Despite the known risks heat poses to workers, OSHA has long ignored recommendations from the Centers for Disease Control and Prevention (CDC) to establish a temperature floor above which working conditions are deemed inherently unsafe, an August investigation by Politico and E&E News found. The federal push to establish a heat standard comes only after nine administrations worth of reluctance, the outlets reported, and as the agency faces what Constible calls “chronic” understaffing, questions remain about its ability to enforce heat-related labor laws once passed.


Meanwhile, some states are weighing bills that would strip workers of their right to protections from the growing burden of heat. In Texas, a Republican push in August to eliminate requirements for 10-minute water breaks every four hours in Austin and Dallas succeeded in the Senate and Governor’s offices, now lying in the hands of the state House. 

The bill garnered intense criticism from labor advocates, who called it a human rights violation.
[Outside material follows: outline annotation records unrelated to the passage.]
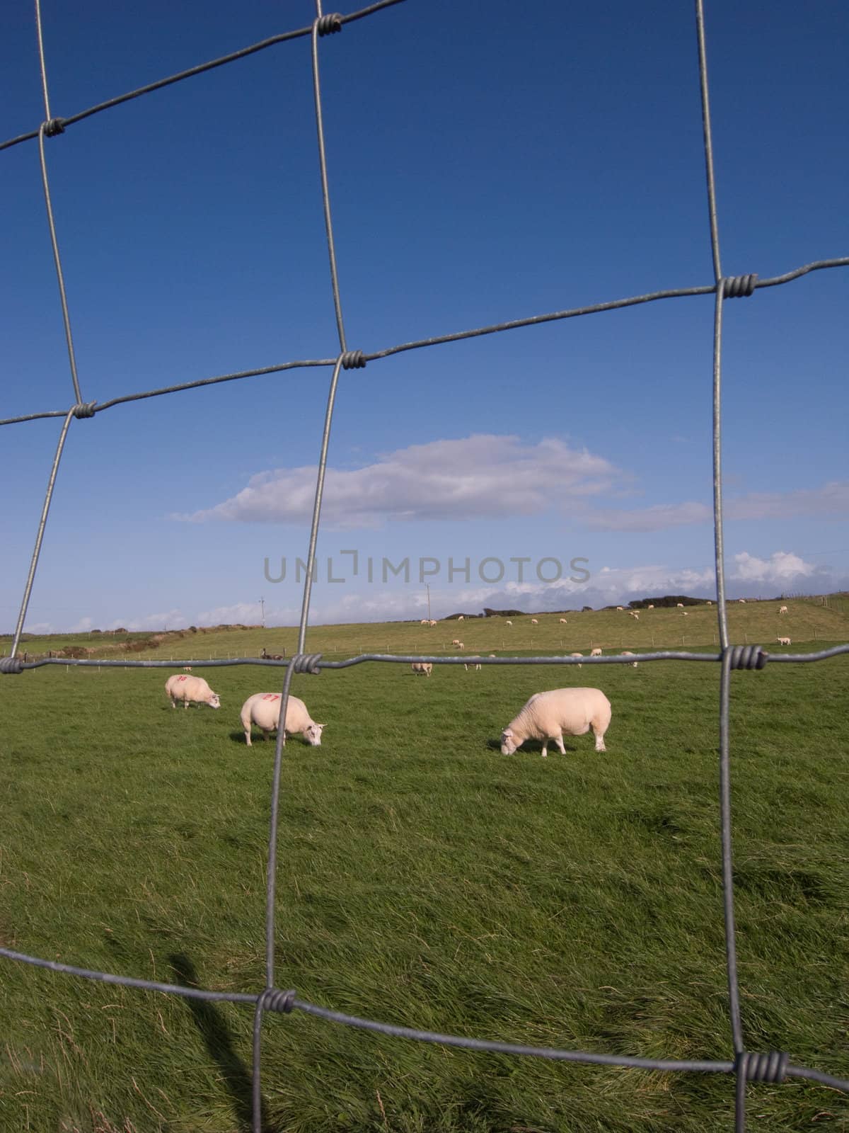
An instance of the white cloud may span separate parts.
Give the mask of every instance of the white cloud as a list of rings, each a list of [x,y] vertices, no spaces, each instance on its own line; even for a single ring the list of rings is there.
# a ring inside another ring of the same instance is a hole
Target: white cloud
[[[848,516],[849,484],[835,480],[820,488],[799,488],[796,492],[749,492],[745,496],[727,499],[723,512],[727,520]],[[660,531],[689,523],[712,523],[713,508],[687,501],[636,510],[606,509],[589,514],[585,522],[597,531]]]
[[[189,624],[188,619],[180,610],[168,610],[158,614],[145,614],[142,617],[130,617],[125,621],[114,621],[109,627],[111,630],[120,628],[127,630],[181,630]]]
[[[794,579],[809,579],[820,572],[814,563],[787,551],[775,551],[769,559],[756,559],[744,551],[734,556],[735,566],[730,577],[745,582],[769,582],[783,586]]]
[[[468,520],[575,512],[590,496],[620,489],[627,477],[602,457],[564,441],[523,444],[516,436],[432,441],[388,453],[353,471],[328,468],[321,520],[336,528],[379,527],[387,519]],[[315,467],[251,477],[230,500],[175,519],[201,522],[308,522]]]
But a federal standard would set a baseline for working conditions that states cannot erode. 

“This needs to be a warning to all those states like Texas, that are looking to cut protections, that this is not allowed,” Garcia said.

The forthcoming federal heat standard follows in the footsteps of similar legislation in California, Minnesota, and Washington—the only three states in the country with permanent heat standards, all of which fall short of protecting all at-risk workers in some way. 

California, for example, adopted the country’s first set of worker protections from heat stress in 2005, requiring employers to provide workers with access to at least one quart of filtered drinking water per hour, shade when experiencing heat illness, and training around heat-related risk factors. Albeit groundbreaking at the time, the legislation only covers outdoor workers, and has recently garnered criticism for being ineffective as California’s Division of Occupational Safety and Health (Cal/OSHA) struggles to fund inspections. 

Likewise, Washington’s permanent heat rule only applies to outdoor workers for part of the year; Minnesota’s legislation, for its part, only covers indoor workers. 

The federal standard, however, would fill these gaps—and bolster an ongoing conversation about adapting to the threat of the climate crisis, Constible believes. 

“Heat is an under-appreciated threat to our health,” she said. “We need to get serious about protecting ourselves.”